Mark T. Kissling (Chapter Four) outlines the various meanings and complexities of patriotism and identifies its dominant form in post-9/11 America to be nationalist and anti-democratic. To answer what kind of patriotism should be taught, Kissling proposes a place-based patriotism (p. 43). This is anti-nationalist, anti-oppressive, and aligned with democratic ideals. He contends that patriotism should be explicitly taught in social studies curriculum and students should be given the opportunity to examine differing notions and expressions of patriotism. Lisa Gilbert (Chapter Five) argues for an aspirational approach (p. 64) to teaching citizenship and patriotism. She defines a national identity as aspirations rather than static characteristics. If not, as Gilbert vividly describes in her chapter, civics education becomes oppressive for students who are excluded from a static national identity such as Muslim students in post-9/11 America and post-Charlie Hebdo France. According to E. Wayne Ross (Chapter Six), what Gilbert and Kissling advocate is dangerous but highly necessary because they challenge existing, oppressive hierarchical structures of power. Ross presents sheer numbers and statistics positing that America is not functioning as a democracy, but instead as a plutocracy post-9/11. To disrupt this undemocratic reality, Ross argues social studies should promote a dangerous citizenship, which engages students in examining and challenging the disconnection between American rhetoric and the reality of freedom, equality, and justice.

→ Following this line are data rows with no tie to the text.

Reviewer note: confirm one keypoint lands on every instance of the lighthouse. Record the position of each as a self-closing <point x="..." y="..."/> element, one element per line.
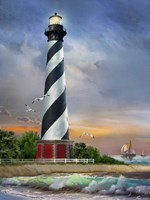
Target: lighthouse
<point x="54" y="142"/>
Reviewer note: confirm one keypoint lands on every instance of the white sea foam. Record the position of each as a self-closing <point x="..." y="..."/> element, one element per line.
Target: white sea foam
<point x="106" y="185"/>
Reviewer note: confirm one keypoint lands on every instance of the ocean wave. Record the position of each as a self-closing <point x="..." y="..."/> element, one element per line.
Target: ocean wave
<point x="107" y="185"/>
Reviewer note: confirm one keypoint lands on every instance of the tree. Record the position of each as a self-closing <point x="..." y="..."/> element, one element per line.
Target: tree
<point x="28" y="144"/>
<point x="80" y="150"/>
<point x="8" y="145"/>
<point x="93" y="153"/>
<point x="106" y="159"/>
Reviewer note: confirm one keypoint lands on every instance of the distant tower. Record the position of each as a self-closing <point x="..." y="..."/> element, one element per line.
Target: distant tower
<point x="55" y="141"/>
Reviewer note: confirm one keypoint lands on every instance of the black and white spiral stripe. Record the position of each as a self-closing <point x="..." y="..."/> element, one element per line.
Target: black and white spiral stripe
<point x="55" y="115"/>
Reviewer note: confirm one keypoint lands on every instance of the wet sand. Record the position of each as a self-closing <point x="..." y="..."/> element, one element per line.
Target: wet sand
<point x="136" y="175"/>
<point x="4" y="196"/>
<point x="133" y="171"/>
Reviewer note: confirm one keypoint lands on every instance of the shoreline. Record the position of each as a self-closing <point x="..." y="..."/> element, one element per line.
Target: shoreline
<point x="130" y="171"/>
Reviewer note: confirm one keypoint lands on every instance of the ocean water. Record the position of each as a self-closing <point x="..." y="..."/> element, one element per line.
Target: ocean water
<point x="74" y="186"/>
<point x="136" y="160"/>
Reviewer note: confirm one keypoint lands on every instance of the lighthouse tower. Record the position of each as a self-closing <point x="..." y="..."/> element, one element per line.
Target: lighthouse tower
<point x="55" y="141"/>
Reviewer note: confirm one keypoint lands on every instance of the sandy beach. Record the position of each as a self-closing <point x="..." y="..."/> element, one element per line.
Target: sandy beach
<point x="133" y="171"/>
<point x="4" y="196"/>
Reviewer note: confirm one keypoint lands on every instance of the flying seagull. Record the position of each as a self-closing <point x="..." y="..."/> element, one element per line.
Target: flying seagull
<point x="88" y="134"/>
<point x="40" y="98"/>
<point x="29" y="109"/>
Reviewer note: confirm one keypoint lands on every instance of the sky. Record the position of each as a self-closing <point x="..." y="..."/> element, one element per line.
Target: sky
<point x="107" y="67"/>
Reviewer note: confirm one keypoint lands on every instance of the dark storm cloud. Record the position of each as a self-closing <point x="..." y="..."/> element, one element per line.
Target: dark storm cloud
<point x="106" y="52"/>
<point x="25" y="119"/>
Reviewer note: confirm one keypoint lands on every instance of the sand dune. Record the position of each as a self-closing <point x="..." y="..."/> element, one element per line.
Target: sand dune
<point x="8" y="171"/>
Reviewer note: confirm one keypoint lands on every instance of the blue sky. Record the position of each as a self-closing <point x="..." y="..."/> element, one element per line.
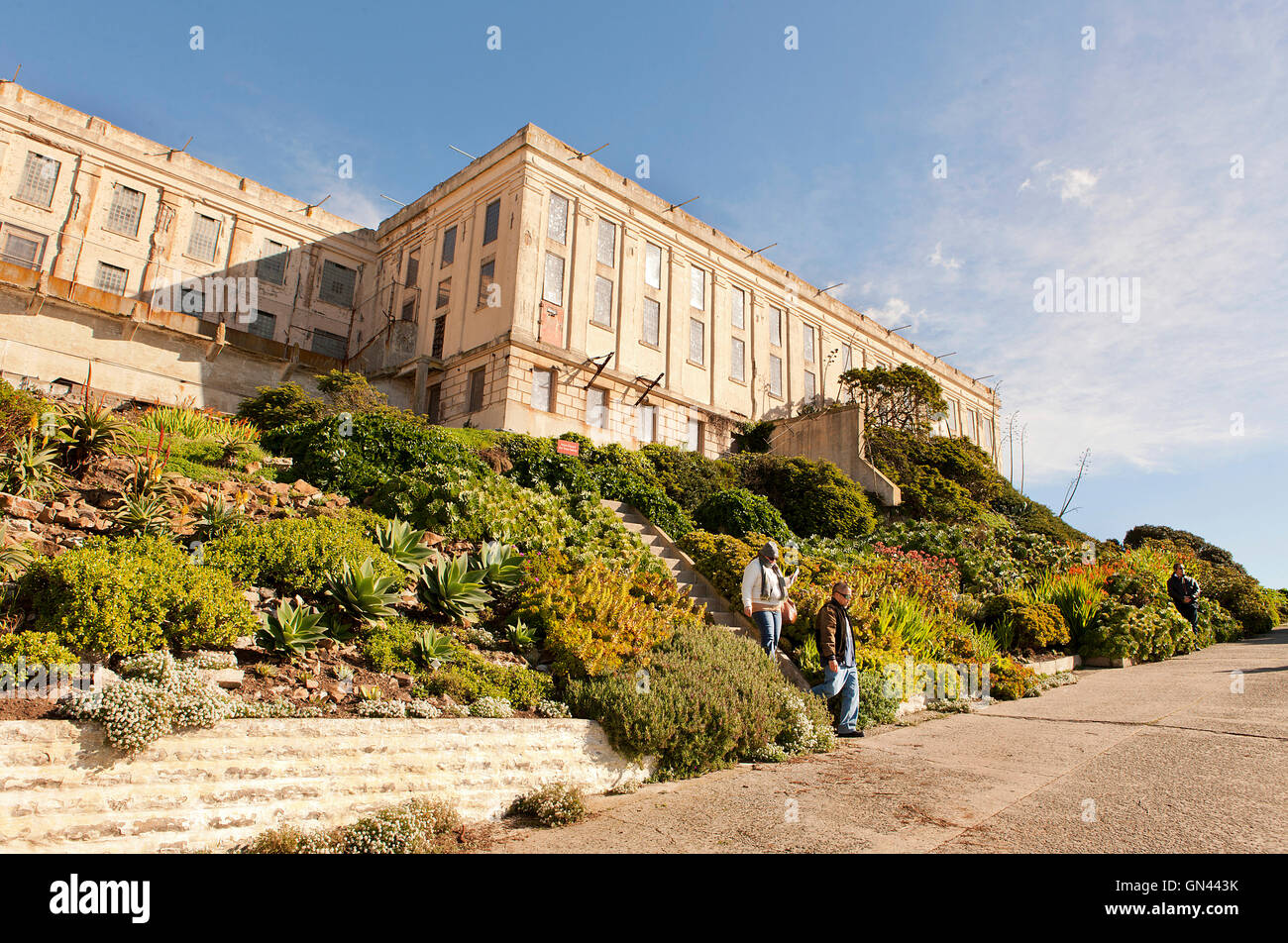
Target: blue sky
<point x="1106" y="162"/>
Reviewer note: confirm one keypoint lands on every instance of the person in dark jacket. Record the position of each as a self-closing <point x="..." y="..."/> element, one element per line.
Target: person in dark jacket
<point x="1184" y="591"/>
<point x="836" y="652"/>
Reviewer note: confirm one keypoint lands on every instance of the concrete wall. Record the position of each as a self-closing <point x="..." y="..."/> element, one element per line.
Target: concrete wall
<point x="62" y="789"/>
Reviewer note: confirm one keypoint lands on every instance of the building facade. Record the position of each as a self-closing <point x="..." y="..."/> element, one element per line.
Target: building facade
<point x="535" y="290"/>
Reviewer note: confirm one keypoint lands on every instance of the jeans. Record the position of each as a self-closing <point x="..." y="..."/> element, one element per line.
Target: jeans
<point x="844" y="681"/>
<point x="771" y="624"/>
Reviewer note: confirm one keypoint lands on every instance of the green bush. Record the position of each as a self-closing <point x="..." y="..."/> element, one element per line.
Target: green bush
<point x="136" y="594"/>
<point x="706" y="698"/>
<point x="814" y="497"/>
<point x="295" y="554"/>
<point x="737" y="511"/>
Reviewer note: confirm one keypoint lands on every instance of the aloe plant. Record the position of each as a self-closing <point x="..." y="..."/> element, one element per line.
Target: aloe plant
<point x="501" y="566"/>
<point x="402" y="541"/>
<point x="362" y="594"/>
<point x="452" y="589"/>
<point x="291" y="630"/>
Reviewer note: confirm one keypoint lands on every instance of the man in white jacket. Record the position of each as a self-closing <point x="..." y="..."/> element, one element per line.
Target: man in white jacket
<point x="764" y="589"/>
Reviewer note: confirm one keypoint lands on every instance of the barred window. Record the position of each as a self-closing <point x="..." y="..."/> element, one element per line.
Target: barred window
<point x="111" y="278"/>
<point x="553" y="290"/>
<point x="123" y="215"/>
<point x="603" y="301"/>
<point x="557" y="223"/>
<point x="39" y="175"/>
<point x="271" y="264"/>
<point x="652" y="322"/>
<point x="737" y="363"/>
<point x="697" y="340"/>
<point x="338" y="283"/>
<point x="490" y="222"/>
<point x="329" y="344"/>
<point x="205" y="237"/>
<point x="605" y="250"/>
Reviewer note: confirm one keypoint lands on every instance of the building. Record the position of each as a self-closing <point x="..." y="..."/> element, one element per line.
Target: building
<point x="535" y="290"/>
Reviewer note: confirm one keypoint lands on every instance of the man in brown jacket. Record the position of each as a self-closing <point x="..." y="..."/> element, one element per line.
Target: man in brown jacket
<point x="836" y="652"/>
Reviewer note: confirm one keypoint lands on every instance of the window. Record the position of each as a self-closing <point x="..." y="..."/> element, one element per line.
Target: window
<point x="596" y="407"/>
<point x="39" y="175"/>
<point x="123" y="215"/>
<point x="205" y="237"/>
<point x="449" y="247"/>
<point x="477" y="379"/>
<point x="487" y="278"/>
<point x="652" y="322"/>
<point x="541" y="386"/>
<point x="22" y="248"/>
<point x="439" y="330"/>
<point x="557" y="223"/>
<point x="647" y="423"/>
<point x="605" y="249"/>
<point x="111" y="278"/>
<point x="271" y="264"/>
<point x="490" y="221"/>
<point x="553" y="290"/>
<point x="697" y="288"/>
<point x="412" y="268"/>
<point x="653" y="265"/>
<point x="262" y="324"/>
<point x="697" y="340"/>
<point x="603" y="301"/>
<point x="338" y="283"/>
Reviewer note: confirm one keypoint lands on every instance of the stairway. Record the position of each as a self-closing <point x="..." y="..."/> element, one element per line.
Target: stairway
<point x="700" y="590"/>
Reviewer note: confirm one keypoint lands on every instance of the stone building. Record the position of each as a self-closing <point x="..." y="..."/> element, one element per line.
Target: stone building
<point x="533" y="290"/>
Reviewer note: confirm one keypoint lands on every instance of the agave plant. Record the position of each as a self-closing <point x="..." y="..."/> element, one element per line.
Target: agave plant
<point x="430" y="648"/>
<point x="402" y="541"/>
<point x="86" y="433"/>
<point x="501" y="566"/>
<point x="292" y="630"/>
<point x="138" y="514"/>
<point x="362" y="594"/>
<point x="27" y="470"/>
<point x="452" y="589"/>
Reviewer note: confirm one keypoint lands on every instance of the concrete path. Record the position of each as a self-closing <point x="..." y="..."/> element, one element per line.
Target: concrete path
<point x="1154" y="758"/>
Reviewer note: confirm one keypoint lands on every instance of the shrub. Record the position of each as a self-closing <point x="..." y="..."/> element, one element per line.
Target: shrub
<point x="557" y="804"/>
<point x="129" y="595"/>
<point x="295" y="554"/>
<point x="706" y="698"/>
<point x="814" y="497"/>
<point x="737" y="511"/>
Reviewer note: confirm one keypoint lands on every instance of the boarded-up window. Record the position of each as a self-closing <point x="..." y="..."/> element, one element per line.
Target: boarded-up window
<point x="553" y="290"/>
<point x="603" y="301"/>
<point x="605" y="248"/>
<point x="557" y="224"/>
<point x="39" y="175"/>
<point x="652" y="322"/>
<point x="123" y="215"/>
<point x="338" y="283"/>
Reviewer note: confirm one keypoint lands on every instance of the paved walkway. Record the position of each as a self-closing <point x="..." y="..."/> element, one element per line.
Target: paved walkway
<point x="1155" y="758"/>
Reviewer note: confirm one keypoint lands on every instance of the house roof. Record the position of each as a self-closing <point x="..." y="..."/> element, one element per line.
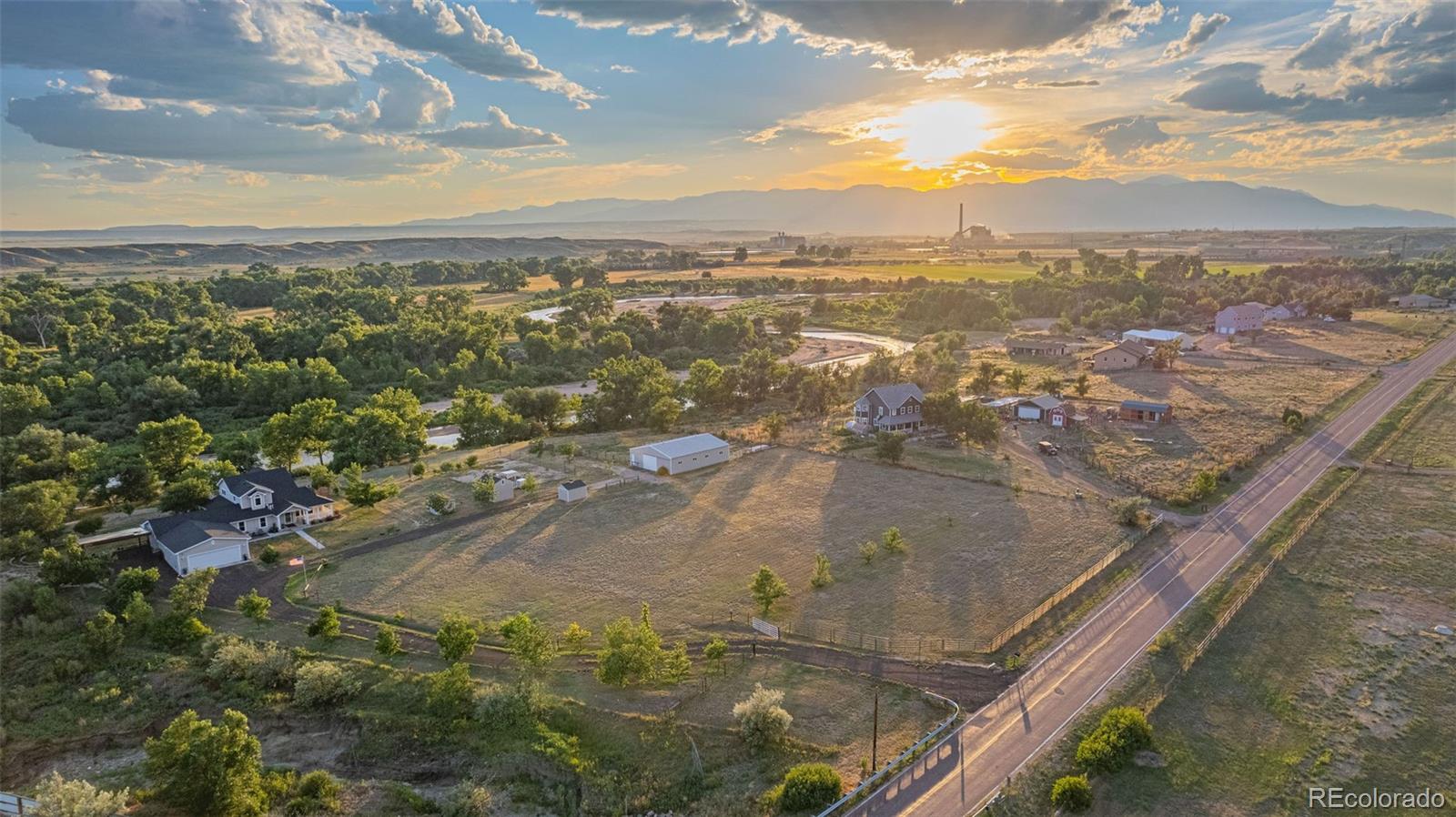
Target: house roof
<point x="895" y="397"/>
<point x="684" y="446"/>
<point x="278" y="481"/>
<point x="1130" y="347"/>
<point x="1045" y="402"/>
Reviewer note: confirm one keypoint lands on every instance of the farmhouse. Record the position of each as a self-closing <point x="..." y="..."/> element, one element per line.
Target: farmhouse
<point x="1142" y="411"/>
<point x="1126" y="354"/>
<point x="1036" y="347"/>
<point x="890" y="408"/>
<point x="1420" y="302"/>
<point x="681" y="455"/>
<point x="251" y="504"/>
<point x="1239" y="318"/>
<point x="1043" y="408"/>
<point x="1154" y="337"/>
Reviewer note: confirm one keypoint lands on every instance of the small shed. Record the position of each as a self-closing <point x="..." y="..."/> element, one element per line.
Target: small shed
<point x="1142" y="411"/>
<point x="572" y="491"/>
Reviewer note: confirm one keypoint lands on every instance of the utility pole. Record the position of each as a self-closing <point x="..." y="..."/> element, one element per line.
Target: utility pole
<point x="874" y="740"/>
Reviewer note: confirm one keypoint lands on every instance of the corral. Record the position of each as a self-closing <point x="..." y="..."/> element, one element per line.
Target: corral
<point x="979" y="555"/>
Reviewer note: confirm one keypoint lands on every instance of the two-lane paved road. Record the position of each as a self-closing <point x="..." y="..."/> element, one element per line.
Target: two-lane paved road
<point x="966" y="769"/>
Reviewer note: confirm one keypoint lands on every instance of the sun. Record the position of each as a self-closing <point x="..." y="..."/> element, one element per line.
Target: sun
<point x="934" y="133"/>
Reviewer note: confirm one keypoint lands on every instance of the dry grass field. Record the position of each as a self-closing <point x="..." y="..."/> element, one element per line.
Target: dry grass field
<point x="979" y="555"/>
<point x="1331" y="674"/>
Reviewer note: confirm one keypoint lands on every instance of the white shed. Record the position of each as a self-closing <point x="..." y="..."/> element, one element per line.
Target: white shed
<point x="572" y="491"/>
<point x="681" y="455"/>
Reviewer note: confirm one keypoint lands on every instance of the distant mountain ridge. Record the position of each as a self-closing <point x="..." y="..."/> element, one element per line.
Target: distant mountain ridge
<point x="1055" y="204"/>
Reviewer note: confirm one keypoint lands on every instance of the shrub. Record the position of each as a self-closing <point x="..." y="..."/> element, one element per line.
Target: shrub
<point x="76" y="798"/>
<point x="810" y="787"/>
<point x="1072" y="792"/>
<point x="89" y="525"/>
<point x="322" y="683"/>
<point x="1121" y="732"/>
<point x="762" y="718"/>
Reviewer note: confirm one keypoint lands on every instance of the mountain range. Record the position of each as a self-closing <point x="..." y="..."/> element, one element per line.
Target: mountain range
<point x="1055" y="204"/>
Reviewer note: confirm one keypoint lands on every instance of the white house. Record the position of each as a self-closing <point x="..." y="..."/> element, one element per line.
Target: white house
<point x="217" y="535"/>
<point x="681" y="455"/>
<point x="1155" y="337"/>
<point x="572" y="491"/>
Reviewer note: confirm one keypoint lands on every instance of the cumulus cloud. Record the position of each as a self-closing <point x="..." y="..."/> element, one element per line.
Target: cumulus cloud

The final three chapters provide pedagogical recommendations for critical civics education in a post-9/11 world. Stephen S. Masyada and Elizabeth Yeager Washington (Chapter Seven) outline and advocate a conceptual approach. This encourages students to think conceptually, use media critically, and apply their conceptual thinking to the issues they encounter post-9/11. Jane C. Lo and Walter C. Parker (Chapter Eight) recommend political simulations as an effective strategy to prepare students for a contentious and divided world. They convince readers that a well-designed simulation can expose students to multiple viewpoints on a civics issue and help them become more tolerant of different worldviews while learning political processes in an authentic and meaningful way. Christopher H. Clark and Patricia G. Avery (Chapter Nine) introduce a psychological approach to discussing controversial issues. This approach is rarely used. However, it is highly informative in understanding why it is so hard to conduct a productive discussion and how to do it better. Clark and Avery detail the ways psychological mechanisms like motivated reasoning, biased information seeking, and homophily can prevent students from engaging in thoughtful discussions. They also offer strategies like community building, affirmation, and strategic grouping to overcome these psychological barriers.
Altogether, the authors in Reassessing the Social Studies Curriculum offer rich, diverse, and compelling questions, ideas, and perspectives to consider in envisioning the civics curriculum needed most in a politically polarized and contentious post-9/11 world. This book is a timely and invaluable resource for social studies teachers and teacher educators who are hopeful about the possibilities of progressive citizenship education after 9/11.